A visual examination of the engine found that the fan, first rotating assembly at the front of the engine, along with the air inlet and fan case had separated in flight leading to slight damage to the surrounding structure of the aircraft.
The factors likely to have contributed to the accident include:
- engine designer’s/manufacturer’s lack of knowledge of the cold dwell fatigue phenomenon in the titanium alloy, Ti-6-4;
- absence of instructions from the certification bodies about taking into account macro-zones (i.e. colony of similarly oriented alpha grains) and the cold dwell fatigue phenomenon in the critical parts of an engine, when demonstrating conformity;
- absence of non-destructive means to detect the presence of unusual macro?zones in titanium alloy parts;
- an increase in the risk of having large macro-zones with increased intensity in large Ti-6-4 forgings due to bigger engines, and in particular, bigger fans.
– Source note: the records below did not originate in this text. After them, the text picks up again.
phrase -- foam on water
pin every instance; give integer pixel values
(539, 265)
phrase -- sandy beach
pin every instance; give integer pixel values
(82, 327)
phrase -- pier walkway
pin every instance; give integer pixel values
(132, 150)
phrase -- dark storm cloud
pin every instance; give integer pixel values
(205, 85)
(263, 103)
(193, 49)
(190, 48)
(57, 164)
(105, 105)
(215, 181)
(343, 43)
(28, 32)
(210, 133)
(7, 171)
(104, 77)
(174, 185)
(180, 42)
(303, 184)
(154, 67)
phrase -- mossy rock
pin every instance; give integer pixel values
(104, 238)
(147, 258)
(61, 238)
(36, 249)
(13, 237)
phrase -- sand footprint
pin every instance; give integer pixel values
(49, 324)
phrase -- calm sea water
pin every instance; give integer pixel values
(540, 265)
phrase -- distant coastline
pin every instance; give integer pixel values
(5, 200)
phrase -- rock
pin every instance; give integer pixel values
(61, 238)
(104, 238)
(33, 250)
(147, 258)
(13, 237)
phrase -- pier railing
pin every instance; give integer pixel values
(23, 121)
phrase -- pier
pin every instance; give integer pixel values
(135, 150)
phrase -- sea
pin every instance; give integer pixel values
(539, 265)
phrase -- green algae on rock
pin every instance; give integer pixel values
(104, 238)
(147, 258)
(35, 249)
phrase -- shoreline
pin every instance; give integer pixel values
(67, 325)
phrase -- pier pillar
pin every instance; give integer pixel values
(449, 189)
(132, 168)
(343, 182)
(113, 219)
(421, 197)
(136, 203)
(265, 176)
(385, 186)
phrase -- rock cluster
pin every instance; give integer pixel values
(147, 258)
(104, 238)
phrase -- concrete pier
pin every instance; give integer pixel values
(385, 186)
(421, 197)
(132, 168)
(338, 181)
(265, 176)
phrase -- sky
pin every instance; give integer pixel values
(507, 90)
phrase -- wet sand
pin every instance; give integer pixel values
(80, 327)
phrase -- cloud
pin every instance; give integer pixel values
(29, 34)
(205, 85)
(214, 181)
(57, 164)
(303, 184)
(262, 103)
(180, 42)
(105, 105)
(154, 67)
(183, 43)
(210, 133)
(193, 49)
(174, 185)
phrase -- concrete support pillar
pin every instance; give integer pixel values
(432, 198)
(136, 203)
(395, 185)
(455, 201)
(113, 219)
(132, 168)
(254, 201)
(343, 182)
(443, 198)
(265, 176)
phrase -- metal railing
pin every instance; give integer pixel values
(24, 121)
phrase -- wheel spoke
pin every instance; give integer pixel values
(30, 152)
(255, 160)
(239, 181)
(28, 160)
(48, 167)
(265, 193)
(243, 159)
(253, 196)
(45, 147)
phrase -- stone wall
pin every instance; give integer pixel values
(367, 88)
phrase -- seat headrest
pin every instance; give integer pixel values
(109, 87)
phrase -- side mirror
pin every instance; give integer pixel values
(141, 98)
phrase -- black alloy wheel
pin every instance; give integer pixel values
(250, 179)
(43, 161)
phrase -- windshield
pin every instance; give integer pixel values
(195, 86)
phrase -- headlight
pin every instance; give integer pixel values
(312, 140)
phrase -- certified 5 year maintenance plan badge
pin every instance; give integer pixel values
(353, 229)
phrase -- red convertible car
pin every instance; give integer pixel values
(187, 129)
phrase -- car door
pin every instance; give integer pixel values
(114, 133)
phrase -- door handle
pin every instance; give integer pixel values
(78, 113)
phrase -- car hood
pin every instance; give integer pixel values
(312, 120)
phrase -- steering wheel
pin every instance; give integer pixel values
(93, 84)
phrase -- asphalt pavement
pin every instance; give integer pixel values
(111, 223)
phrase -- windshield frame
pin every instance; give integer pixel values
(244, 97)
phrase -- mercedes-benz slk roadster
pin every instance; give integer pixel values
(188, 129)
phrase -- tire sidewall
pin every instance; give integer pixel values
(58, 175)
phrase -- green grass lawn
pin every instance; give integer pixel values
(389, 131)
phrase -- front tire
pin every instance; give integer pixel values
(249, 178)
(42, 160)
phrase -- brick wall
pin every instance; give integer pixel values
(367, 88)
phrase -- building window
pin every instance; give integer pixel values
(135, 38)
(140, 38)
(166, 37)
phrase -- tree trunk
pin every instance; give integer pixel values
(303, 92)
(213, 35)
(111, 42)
After the accident, regular inspections of the fleet in service found that there were no cracks detected in the areas considered at risk on the fan hubs of the Engine Alliance engines equipping the A380. The certification bodies and engine manufacturers are currently considering how to better understand the cold dwell fatigue phenomenon and take it into account in the design of future engines.